Tschetter's rounds of 70 and 72 -- which have her sitting at 2-under 142 -- appear less impressive. But consider that Tschetter, who makes her home in Warrenton, had her right hip replaced in the summer of 2007, then her left hip replaced last November. Consider, too, that she played just four events in 2007 and nine more last year, and it's easy to understand -- after she finished a promising round with a bogey, then a double-bogey that included two shots out of some tall weeds -- why she would say, "Things can't be too bad."

"It's good to be back playing," Tschetter said, "and making some putts."

There were days, earlier this decade, when that wasn't possible. Each step brought pain. Tschetter would play a tournament, deal with the hip problem, take some time off, start again, stop, get checked out, try once more. But all the while, pain. Since 2000, she has carried a folding chair on her bag, and she uses it frequently, particularly at a hilly layout like Bulle Rock.

But now, at 45, she is playing in her seventh tournament of the year, and she made her fourth cut. She has not finished higher than tied for 47th this year. This week, she just might.

"This comeback -- I've had so many -- but the latest one has seemed to take longer to get my distance back and my speed back," Tschetter said. "Normally, a couple weeks, and I feel like I've got my speed back. I just am now starting to feel like I've got that back."

The players who dot the leader board here have never had to deal with such issues. Nordqvist turned 22 Wednesday and is a tour rookie who played college golf at Arizona State. Castrale, 30, has one win over the course of a career that began with her first LPGA appearance in 2002. Katherine Hull and Lindsey Wright, who are two shots back at 6 under, both grew up in Australia, both played their college golf at Pepperdine, and have just one LPGA win between them (Hull's victory at last year's Canadian Women's Open).

They are, though, dealing with the idea that the tour's future stars -- many of them born after Tschetter made her first appearance in an LPGA event in 1984, and some even after her rookie year of 1988 -- must win, and win now, on a tour that no longer includes retired star Annika Sorenstam, who was Nordqvist's role model growing up.

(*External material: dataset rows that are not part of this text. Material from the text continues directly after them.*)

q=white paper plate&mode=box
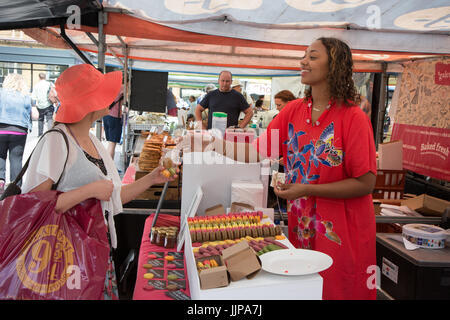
[259,249,333,276]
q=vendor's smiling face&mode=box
[219,71,232,92]
[300,40,328,85]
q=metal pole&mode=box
[152,181,169,228]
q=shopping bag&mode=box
[0,191,110,300]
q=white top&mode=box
[22,124,123,248]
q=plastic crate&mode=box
[372,170,406,199]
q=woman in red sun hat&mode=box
[22,64,176,299]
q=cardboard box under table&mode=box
[376,233,450,300]
[184,220,323,300]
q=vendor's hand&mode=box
[147,166,180,185]
[273,183,307,200]
[90,180,114,201]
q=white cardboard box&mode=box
[184,218,323,300]
[181,152,269,216]
[378,140,403,170]
[231,181,264,208]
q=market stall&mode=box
[1,1,449,299]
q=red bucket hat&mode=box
[55,64,122,123]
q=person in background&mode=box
[194,83,217,104]
[194,83,217,129]
[186,114,195,130]
[103,86,124,160]
[195,71,253,129]
[255,100,267,111]
[22,64,178,300]
[177,97,189,127]
[0,73,33,194]
[183,38,377,300]
[188,96,197,115]
[274,90,296,111]
[31,72,55,137]
[359,96,372,119]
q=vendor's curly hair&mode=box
[305,37,360,106]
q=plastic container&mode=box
[211,112,228,137]
[402,223,447,249]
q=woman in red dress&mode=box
[182,38,376,299]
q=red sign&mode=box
[434,62,450,86]
[391,123,450,181]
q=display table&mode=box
[133,213,190,300]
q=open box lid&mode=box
[177,186,203,251]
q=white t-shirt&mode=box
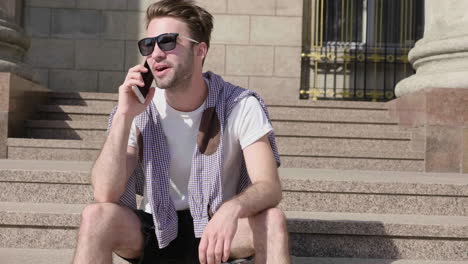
[128,88,273,213]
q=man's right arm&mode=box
[91,113,138,203]
[91,65,155,203]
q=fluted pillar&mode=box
[395,0,468,97]
[0,0,34,80]
[389,0,468,173]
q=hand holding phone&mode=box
[132,61,154,104]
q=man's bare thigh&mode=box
[230,218,255,259]
[92,203,144,259]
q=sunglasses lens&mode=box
[138,38,155,56]
[158,35,177,51]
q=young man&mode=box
[74,0,290,264]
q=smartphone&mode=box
[132,60,154,104]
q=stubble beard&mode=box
[155,53,193,91]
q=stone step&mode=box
[281,155,425,172]
[272,121,411,140]
[0,251,466,264]
[280,168,468,216]
[276,136,425,160]
[286,212,468,261]
[7,137,424,164]
[0,160,93,204]
[0,248,126,264]
[268,106,397,124]
[7,138,104,161]
[292,256,466,264]
[25,120,411,140]
[25,120,107,140]
[38,105,397,124]
[0,203,468,261]
[0,160,468,216]
[45,92,387,110]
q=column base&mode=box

"The thing is, we've got more players out here that can win every week," Hull said. "So that's making it harder for, obviously, the young ones to win."

Tschetter, whose lone win came in 1992 and whose best performance might have been a runner-up finish to Sorenstam at the 1996 U.S. Women's Open, is not dealing with that kind of pressure. But she does have, she said, "some lofty goals."

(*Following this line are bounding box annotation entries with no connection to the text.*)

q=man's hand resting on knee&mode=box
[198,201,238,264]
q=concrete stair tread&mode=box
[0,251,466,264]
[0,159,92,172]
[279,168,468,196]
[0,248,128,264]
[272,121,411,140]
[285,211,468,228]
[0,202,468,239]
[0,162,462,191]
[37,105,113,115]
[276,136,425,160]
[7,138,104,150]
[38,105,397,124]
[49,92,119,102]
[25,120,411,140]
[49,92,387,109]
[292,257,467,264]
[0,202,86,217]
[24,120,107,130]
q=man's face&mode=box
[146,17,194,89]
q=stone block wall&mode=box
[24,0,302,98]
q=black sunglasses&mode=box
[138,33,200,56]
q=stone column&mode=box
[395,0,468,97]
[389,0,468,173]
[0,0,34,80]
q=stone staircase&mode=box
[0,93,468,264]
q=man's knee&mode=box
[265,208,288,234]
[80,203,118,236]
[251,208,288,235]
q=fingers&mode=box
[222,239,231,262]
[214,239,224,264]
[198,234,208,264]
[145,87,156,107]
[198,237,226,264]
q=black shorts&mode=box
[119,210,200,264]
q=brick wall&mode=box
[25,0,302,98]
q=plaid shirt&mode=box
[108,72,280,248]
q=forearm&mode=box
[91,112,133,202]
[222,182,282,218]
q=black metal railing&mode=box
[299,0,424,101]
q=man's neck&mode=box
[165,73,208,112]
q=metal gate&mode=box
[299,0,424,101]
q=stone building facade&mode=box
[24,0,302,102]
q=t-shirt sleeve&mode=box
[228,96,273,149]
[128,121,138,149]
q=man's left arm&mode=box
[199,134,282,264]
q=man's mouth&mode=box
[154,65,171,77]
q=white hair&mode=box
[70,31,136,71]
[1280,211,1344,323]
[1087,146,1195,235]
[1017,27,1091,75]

"I want to play well and compete and get myself in the game," she said.

With that, her 6-year-old daughter Lainey, who had walked the entire course following her mother -- barefoot -- tugged at Tschetter's shirt. Lainey is now in kindergarten, making it harder for Tschetter to leave home.

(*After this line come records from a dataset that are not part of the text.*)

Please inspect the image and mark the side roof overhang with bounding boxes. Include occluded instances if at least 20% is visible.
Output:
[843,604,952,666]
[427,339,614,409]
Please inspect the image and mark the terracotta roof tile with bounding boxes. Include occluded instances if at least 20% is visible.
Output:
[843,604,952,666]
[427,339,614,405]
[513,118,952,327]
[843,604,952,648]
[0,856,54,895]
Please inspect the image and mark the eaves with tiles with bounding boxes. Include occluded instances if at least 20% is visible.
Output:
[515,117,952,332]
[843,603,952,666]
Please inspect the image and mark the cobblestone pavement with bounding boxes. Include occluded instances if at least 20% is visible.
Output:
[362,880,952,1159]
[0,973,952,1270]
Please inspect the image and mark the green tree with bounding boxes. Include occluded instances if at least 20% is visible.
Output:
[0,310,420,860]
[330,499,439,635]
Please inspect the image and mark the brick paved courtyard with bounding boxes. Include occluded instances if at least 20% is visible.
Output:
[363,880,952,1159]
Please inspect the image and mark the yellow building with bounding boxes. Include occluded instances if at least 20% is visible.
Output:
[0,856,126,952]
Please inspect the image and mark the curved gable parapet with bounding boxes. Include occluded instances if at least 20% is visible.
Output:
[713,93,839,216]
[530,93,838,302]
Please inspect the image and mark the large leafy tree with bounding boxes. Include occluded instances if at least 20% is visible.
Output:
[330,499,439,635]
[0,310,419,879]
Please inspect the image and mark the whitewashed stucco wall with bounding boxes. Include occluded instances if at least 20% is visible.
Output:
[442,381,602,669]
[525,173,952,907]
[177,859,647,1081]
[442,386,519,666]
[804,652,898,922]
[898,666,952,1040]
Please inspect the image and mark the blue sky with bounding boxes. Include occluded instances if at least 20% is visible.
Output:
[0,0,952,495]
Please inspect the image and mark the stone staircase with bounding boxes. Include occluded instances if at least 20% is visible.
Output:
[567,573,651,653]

So the question, even as she flirted with the leader board at a major championship, is easy. With two new hips and $2.9 million earned on tour over the past 21 years, with two young daughters back home in Warrenton, why continue to play?

"I just love it," she said. "I really do. And I think being injured makes you appreciate it more and want it more. I don't think I've ever really felt burnt out on golf or playing on tour. I've always wanted more. I just feel like I still have some good golf in me, and I love doing it."